Today’s Colour Story is about Scheele’s Green.

Invented in 1775 by Carl Wilhelm Scheele, this arsenic-laced pigment was in high demand for paints, wallpaper prints, fabric dyes, toys, and even as food colouring for sweets. Its poisonous effects were not readily known during its wild popularity. However, journals from that era report the deaths of children and babies after playing on green carpet or rubbing on their nursery walls.

Manufacturing workers and newspaper printers also passed out from the arsenic vapours.

And has anyone ever complimented you with the expression, “That’s a killer outfit?” There once was a Victorian slang that described a “killing creature” which referred to an attractive person who had enough poison in her green dress to slay an entire ballroom of people.

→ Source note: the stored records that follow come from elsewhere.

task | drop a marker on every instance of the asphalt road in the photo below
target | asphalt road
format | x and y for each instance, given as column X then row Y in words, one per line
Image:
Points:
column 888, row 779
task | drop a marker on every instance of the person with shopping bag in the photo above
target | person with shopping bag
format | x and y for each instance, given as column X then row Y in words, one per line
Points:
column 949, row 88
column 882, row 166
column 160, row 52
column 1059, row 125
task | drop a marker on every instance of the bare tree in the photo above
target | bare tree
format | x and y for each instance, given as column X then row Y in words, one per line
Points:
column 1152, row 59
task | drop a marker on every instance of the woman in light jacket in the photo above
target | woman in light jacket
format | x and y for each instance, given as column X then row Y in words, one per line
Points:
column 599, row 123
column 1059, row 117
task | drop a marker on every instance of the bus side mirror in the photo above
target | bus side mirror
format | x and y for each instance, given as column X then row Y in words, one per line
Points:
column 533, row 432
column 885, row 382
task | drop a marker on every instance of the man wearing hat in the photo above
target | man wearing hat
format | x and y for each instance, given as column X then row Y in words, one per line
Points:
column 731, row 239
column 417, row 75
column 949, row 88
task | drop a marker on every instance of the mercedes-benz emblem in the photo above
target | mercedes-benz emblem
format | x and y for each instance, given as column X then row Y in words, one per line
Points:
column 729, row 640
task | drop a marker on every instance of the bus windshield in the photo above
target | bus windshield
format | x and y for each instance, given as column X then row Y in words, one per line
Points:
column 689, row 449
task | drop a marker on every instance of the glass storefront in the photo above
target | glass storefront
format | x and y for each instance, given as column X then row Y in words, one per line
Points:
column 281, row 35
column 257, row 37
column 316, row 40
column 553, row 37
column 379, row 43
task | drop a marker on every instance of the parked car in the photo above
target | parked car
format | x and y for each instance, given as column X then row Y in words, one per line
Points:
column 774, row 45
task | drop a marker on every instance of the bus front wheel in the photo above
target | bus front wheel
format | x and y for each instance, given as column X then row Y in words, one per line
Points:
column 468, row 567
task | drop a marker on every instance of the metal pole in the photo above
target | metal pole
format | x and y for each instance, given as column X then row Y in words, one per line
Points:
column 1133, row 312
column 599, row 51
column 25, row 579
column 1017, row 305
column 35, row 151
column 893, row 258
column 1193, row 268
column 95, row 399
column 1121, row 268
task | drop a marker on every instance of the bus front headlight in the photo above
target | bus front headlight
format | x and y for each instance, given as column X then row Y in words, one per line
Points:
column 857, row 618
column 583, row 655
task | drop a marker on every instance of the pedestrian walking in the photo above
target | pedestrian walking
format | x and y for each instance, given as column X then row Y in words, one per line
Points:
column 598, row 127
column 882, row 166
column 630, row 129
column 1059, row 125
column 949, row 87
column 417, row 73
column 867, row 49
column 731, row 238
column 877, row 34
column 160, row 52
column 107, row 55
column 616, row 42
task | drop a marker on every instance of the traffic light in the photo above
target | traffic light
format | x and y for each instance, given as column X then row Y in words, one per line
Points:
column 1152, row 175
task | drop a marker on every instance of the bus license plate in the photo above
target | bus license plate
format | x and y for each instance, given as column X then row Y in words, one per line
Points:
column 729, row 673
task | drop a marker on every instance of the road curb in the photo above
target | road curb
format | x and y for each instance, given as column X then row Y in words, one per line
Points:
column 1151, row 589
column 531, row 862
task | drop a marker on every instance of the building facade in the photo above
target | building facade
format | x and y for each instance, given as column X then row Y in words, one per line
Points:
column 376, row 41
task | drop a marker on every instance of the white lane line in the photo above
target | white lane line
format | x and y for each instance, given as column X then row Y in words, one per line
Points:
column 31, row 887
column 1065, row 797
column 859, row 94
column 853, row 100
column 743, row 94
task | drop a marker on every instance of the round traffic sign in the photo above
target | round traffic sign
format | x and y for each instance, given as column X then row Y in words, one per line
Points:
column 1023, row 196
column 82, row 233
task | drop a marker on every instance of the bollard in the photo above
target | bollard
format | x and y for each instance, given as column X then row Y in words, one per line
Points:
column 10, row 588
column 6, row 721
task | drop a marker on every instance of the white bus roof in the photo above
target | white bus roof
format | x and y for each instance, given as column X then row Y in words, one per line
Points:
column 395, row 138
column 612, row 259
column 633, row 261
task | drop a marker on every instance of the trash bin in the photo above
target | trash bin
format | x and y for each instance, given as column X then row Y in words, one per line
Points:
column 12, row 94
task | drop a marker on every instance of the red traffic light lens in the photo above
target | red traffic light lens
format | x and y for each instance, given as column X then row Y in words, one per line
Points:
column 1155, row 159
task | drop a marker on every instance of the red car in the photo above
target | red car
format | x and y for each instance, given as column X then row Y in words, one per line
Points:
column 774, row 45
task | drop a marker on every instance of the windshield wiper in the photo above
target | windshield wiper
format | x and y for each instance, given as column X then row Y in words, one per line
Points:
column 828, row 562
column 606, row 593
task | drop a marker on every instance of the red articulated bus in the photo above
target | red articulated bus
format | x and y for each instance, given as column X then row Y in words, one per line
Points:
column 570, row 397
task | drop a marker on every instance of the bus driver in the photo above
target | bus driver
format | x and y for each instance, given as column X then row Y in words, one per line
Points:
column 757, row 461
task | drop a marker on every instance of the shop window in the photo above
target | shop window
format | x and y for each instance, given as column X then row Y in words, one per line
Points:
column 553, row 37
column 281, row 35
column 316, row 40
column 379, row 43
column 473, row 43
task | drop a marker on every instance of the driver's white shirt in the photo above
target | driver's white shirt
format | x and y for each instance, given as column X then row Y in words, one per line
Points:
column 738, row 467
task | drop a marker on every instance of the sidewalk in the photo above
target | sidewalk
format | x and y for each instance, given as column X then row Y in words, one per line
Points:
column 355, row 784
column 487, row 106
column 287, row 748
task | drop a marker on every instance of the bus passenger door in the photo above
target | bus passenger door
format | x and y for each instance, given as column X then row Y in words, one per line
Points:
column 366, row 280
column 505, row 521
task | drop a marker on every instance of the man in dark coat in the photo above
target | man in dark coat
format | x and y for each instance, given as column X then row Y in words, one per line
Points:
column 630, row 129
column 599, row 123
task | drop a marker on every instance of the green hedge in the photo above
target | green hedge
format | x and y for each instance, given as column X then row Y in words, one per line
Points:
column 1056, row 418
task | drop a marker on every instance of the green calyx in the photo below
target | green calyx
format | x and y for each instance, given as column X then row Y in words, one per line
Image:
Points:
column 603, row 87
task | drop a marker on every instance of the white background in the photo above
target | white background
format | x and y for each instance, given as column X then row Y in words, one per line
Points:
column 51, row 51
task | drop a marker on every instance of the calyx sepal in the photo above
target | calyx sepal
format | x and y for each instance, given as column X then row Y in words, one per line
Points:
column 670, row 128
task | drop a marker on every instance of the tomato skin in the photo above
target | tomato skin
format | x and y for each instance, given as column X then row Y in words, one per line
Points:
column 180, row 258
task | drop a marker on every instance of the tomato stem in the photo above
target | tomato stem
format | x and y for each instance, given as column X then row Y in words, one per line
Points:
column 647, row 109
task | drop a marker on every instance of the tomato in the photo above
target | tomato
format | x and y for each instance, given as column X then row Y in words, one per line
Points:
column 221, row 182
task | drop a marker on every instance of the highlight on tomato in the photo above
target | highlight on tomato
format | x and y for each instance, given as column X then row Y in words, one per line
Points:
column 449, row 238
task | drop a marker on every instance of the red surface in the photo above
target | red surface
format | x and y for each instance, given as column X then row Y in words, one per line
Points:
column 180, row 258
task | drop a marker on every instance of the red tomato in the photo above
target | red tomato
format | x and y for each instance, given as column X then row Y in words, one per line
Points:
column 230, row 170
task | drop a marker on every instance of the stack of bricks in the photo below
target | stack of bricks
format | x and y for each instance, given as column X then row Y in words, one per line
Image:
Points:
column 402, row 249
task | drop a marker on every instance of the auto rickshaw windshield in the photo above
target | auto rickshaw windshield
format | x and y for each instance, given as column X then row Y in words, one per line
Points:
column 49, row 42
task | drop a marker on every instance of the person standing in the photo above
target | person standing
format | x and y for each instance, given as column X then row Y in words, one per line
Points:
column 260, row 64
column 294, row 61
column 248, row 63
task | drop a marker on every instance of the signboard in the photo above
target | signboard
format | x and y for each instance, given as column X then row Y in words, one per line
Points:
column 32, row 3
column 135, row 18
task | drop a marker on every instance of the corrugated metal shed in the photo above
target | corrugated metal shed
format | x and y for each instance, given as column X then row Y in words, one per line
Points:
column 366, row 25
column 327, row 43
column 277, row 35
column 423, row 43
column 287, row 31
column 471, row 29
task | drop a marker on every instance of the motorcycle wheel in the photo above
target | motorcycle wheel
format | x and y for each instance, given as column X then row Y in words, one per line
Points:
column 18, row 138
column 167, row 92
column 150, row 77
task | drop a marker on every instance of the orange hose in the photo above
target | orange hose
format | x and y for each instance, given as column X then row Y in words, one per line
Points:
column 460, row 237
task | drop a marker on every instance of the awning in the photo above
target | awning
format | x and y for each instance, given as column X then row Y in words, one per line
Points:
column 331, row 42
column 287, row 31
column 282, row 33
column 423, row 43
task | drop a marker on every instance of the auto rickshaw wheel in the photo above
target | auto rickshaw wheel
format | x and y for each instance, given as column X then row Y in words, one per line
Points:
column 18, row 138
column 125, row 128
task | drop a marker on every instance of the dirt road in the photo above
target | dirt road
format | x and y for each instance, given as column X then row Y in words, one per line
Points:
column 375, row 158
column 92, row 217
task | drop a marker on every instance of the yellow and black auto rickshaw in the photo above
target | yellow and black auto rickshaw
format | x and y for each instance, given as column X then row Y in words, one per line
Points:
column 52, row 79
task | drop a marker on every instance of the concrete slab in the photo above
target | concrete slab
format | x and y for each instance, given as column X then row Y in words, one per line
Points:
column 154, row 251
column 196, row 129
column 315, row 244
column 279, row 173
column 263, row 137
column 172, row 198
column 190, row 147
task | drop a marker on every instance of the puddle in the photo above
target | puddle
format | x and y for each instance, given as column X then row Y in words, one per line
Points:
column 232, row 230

Although they appeared lavish in their emerald clothing, the wearers often suffered unpleasant side effects such as ulcers, scabs, and sores all over the skin. Women also fainted while wearing big green gowns.

Napoleon Bonaparte’s death is rumoured to have been partly caused by his stay in a bright green room – his favourite colour. Officially, stomach cancer was the cause of his death, but analyses of his hair revealed significant amounts of arsenic. You’d think that once these stories of accidental poisoning became common tales, that consumers would stop wearing and using the poisonous colour.

That was not the case. This popular green was lucrative business and it wasn’t until 1895 when safety regulations were placed around the production of these arsenic green shades that consumers began to demand manufacturers to produce arsenic-free pigments. However, the colour soon fell out of fashion shortly after.